# HMEAE

**Repository Path**: thunlp/HMEAE

## Basic Information

- **Project Name**: HMEAE
- **Description**: Source code for EMNLP-IJCNLP 2019 paper "HMEAE: Hierarchical Modular Event Argument Extraction".
- **Primary Language**: Python
- **License**: MIT
- **Default Branch**: master
- **Homepage**: None
- **GVP Project**: No

## Statistics

- **Stars**: 0
- **Forks**: 0
- **Created**: 2020-05-29
- **Last Updated**: 2020-12-19

## Categories & Tags

**Categories**: Uncategorized

**Tags**: None

## README

# Hierarchical Modular Event Argument Extraction
The code is an implementation of Hierarchical Modular Event Argument Extraction (EMNLP19 paper).

# Requirments
tensorflow-gpu==1.10

stanfordcorenlp (see https://github.com/Lynten/stanford-corenlp for detail)

numpy

tqdm

# Usage
To run this code, you need to:
1. put ```English``` folder of ACE05 dataset into ```./```, or you can modify path in ```constant.py```. (You can get ACE2005 dataset here: https://catalog.ldc.upenn.edu/LDC2006T06)
2. put stanford language model into ```./```, or you can modify path in ```constant.py```. (You can download here: https://stanfordnlp.github.io/CoreNLP/history.html)
3. put GloVe embedding file into ```./glove``` folder, or you can modify path in ```constant.py```. (You can download GloVe embedding here: https://nlp.stanford.edu/projects/glove/)
4. Run ```python train.py --gpu 0 --mode HMEAE``` to run with HMEAE model.  Run ```python train.py --gpu 0 --mode DMCNN``` to run with DMCNN model.

All parameters are in ```constant.py```, you can modify them as you wish.

# Dataset
Due to license limitation, we can't distribute datasets directly, please download the dataset by yourself. The download link is given in **Usage** part.

The code will automatically extract information of ACE2005 dataset and dumps them into json format(```train.json``` ,```dev.json``` and ```test.json```) into path ```ACE_DUMP``` in ```constant.py```. This is implented in class ```Extractor``` in ```utils.py```.

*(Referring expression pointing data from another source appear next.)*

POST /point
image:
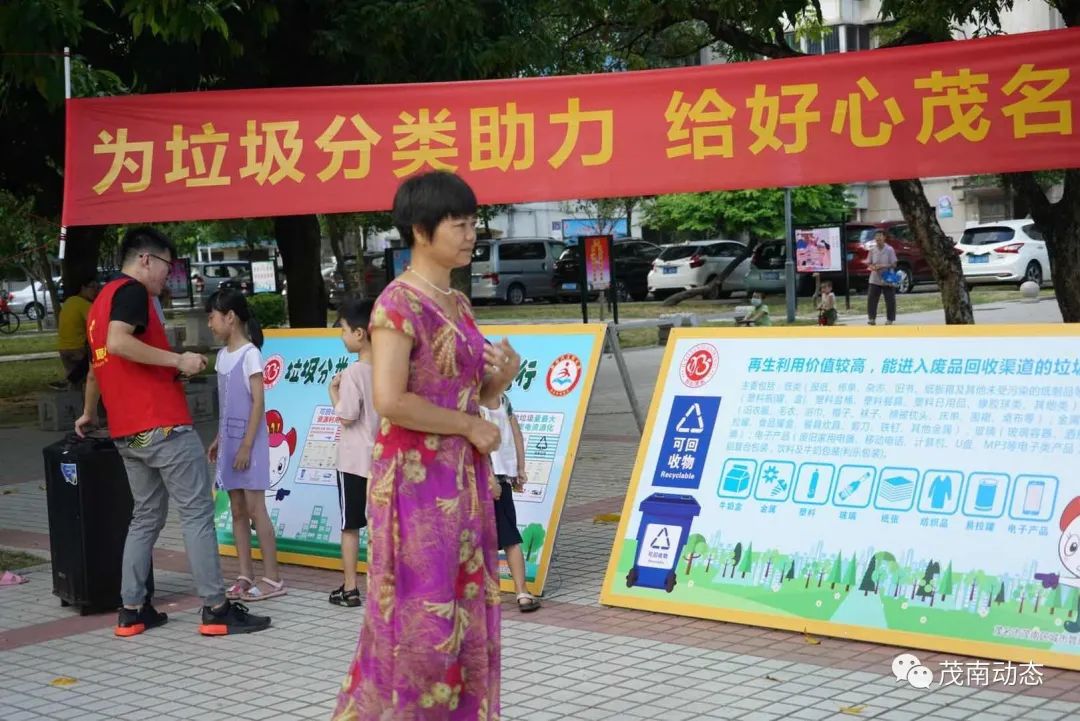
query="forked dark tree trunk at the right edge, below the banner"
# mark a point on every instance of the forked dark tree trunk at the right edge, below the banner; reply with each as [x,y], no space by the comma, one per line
[1060,224]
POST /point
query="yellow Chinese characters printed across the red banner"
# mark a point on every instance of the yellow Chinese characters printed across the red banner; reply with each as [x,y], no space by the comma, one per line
[719,125]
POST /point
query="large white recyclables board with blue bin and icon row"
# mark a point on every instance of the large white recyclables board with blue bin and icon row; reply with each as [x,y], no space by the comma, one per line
[912,487]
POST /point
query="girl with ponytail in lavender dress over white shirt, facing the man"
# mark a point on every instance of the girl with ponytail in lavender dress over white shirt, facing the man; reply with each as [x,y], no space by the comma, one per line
[241,450]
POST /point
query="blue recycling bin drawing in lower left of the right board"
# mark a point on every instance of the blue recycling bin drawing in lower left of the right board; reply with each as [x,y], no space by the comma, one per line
[665,528]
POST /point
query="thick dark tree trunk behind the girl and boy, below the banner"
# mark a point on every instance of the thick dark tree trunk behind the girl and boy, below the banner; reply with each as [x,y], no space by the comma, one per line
[299,241]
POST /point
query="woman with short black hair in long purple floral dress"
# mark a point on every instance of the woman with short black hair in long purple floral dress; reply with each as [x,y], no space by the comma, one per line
[429,647]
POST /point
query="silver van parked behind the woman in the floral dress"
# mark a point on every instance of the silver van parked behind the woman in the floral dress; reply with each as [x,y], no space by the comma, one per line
[514,269]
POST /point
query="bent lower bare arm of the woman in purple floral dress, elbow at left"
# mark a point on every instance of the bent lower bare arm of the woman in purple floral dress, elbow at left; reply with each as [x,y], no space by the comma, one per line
[394,402]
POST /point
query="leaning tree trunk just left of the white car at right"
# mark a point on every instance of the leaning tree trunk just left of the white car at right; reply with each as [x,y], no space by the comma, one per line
[938,249]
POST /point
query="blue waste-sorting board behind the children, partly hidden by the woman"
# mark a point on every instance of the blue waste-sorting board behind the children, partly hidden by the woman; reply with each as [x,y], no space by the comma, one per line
[550,397]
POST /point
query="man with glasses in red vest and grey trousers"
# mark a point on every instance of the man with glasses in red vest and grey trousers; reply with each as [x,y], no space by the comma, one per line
[139,377]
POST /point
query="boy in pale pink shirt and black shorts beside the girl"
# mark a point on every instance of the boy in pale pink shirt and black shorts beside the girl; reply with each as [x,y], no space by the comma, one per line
[355,404]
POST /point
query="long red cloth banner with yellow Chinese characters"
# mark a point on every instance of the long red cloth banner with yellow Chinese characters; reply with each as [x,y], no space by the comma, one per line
[955,108]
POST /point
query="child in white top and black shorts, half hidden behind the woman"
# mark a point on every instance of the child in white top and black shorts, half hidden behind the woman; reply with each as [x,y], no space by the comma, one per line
[508,465]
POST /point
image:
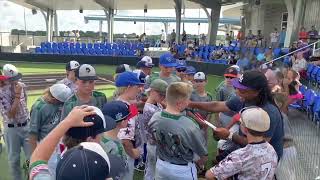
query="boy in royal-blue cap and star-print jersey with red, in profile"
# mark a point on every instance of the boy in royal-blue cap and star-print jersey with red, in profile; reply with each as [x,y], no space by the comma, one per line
[128,87]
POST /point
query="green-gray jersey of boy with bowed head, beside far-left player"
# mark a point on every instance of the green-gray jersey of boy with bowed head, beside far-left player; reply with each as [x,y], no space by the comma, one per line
[44,117]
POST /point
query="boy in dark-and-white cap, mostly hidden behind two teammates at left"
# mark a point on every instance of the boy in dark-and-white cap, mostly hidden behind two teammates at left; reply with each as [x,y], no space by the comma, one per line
[70,79]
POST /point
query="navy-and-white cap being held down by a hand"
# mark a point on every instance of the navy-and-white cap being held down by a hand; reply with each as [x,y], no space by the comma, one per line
[101,124]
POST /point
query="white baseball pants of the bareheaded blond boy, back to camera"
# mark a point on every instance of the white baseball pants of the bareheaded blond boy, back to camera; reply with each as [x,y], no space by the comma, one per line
[168,171]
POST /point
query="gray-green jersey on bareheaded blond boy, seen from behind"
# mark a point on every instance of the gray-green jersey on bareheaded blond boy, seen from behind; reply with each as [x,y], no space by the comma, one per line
[177,138]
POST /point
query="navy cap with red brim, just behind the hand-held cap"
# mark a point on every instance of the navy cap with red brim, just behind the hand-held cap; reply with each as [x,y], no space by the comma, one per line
[117,110]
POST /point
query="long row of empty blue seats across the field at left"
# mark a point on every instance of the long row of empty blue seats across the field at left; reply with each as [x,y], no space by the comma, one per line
[66,48]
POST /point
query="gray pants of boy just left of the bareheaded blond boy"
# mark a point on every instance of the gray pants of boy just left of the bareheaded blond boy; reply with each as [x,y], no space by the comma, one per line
[151,162]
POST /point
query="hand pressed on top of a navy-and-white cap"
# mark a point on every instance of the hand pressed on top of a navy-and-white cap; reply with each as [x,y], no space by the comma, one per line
[76,116]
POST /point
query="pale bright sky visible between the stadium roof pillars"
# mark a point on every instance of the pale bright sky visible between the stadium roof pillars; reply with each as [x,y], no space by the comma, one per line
[12,17]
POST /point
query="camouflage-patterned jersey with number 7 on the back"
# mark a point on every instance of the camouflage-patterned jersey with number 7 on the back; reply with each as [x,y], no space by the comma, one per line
[255,161]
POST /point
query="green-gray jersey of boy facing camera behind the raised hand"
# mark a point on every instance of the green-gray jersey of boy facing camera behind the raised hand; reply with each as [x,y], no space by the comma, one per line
[98,99]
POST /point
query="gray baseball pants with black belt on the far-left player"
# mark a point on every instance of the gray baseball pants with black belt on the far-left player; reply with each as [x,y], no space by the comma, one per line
[15,138]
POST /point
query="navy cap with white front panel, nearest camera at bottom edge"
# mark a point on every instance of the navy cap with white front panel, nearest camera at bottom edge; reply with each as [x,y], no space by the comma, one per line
[88,161]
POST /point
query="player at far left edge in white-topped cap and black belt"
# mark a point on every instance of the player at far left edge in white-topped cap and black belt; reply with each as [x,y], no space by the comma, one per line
[15,116]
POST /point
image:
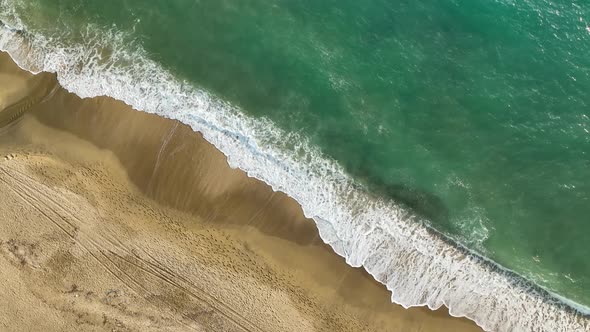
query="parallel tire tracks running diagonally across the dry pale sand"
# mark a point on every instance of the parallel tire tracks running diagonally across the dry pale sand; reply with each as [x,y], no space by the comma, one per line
[112,254]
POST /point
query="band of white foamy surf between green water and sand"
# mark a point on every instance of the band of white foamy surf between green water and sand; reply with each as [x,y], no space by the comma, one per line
[416,265]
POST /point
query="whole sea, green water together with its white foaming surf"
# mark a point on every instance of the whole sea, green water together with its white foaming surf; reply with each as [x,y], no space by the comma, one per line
[443,145]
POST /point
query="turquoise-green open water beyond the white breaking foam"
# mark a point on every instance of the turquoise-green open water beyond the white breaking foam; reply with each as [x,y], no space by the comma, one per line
[473,115]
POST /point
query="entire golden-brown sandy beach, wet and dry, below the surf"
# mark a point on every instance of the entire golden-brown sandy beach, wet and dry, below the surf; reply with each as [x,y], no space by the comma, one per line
[115,220]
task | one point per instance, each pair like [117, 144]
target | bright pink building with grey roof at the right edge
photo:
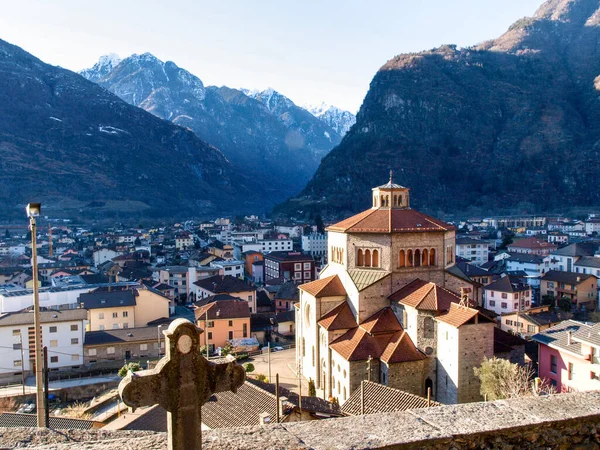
[569, 356]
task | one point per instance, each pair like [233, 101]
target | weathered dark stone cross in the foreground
[181, 383]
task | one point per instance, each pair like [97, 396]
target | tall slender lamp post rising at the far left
[33, 210]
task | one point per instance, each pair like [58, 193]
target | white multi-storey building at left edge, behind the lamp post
[63, 333]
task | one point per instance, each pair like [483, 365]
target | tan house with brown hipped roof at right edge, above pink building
[580, 289]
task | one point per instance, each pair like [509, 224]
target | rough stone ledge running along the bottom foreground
[531, 423]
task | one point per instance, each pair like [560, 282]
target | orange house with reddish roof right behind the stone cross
[223, 318]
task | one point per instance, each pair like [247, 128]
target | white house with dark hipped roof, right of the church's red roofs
[506, 295]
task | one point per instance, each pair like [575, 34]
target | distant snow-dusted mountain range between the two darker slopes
[263, 134]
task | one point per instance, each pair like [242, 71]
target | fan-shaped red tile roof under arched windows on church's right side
[425, 296]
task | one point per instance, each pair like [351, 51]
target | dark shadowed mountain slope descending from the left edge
[84, 152]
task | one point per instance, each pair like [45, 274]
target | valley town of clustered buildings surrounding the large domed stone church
[387, 310]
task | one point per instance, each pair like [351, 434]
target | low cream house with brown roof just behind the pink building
[531, 322]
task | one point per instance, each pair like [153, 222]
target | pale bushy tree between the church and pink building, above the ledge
[502, 379]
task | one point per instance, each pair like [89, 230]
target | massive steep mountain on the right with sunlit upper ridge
[510, 125]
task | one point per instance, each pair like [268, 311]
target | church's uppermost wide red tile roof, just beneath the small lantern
[378, 221]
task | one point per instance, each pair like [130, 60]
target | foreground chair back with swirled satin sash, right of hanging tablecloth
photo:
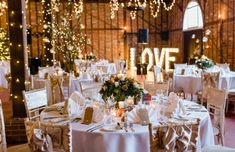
[169, 137]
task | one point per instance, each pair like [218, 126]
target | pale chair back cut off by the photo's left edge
[3, 144]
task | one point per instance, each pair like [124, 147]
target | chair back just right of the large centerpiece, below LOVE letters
[152, 87]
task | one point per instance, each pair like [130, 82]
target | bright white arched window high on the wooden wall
[193, 17]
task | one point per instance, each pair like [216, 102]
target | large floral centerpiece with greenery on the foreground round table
[119, 88]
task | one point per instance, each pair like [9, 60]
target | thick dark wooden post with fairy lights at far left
[18, 51]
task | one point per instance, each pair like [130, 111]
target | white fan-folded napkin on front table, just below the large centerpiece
[138, 114]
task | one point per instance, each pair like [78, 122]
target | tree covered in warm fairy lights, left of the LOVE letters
[68, 39]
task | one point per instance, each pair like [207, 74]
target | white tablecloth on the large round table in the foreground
[121, 141]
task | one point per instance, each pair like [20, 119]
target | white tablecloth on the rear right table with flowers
[192, 84]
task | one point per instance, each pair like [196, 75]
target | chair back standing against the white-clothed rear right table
[209, 80]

Each file is composed of a list, which elements are instances with following format:
```
{
    "tokens": XX,           #tokens of a sentence, a list with string elements
    "start": XX,            #starting offsets of the sentence in original files, an integer
    "end": XX,              #ending offsets of the sentence in original files, an integer
    "offsets":XX,           #offsets of each tokens, a list with tuple elements
    "trigger_tokens":XX,    #tokens of trigger words, a list with string elements
    "trigger_start":XX,     #start index of trigger words of tokens, an integer
    "trigger_end":XX,       #end index of trigger words of tokens, an integer
    "trigger_offsets":XX,   #offsets of trigger words, a list with tuple elements
    "event_type":XX,        #event type of tokens with given triggers, a string
    "file":XX,              #file name without suffix
    "dir":XX,               #dir name
    "entities":XX           #entitie in this sentencem, a list with entity elements
}
```


Each entity is a dictionary with following format:
```
{
    "token":XX,             #tokens of the entity, a list with string elements
    "role":XX,              #role of the entity when trigger is given, a string
    "offsets":XX,           #offsets of entity, a list with tuple elements
    "start":XX,             #start offset of entity, an integer
    "end":XX,               #snd offset of entity, an integer
    "idx_start":XX,         #start index in tokens, an integer
    "idx_end":XX            #end index in tokens, an integer
}
```

# Cite
If the codes help you, please cite our paper:

**HMEAE: Hierarchical Modular Event Argument Extraction.** *XiaoZhi Wang, Ziqi Wang, Xu Han, Zhiyuan Liu, Juanzi Li, Peng Li, Maosong Sun, Jie Zhou, Xiang Ren.* EMNLP-IJCNLP 2019.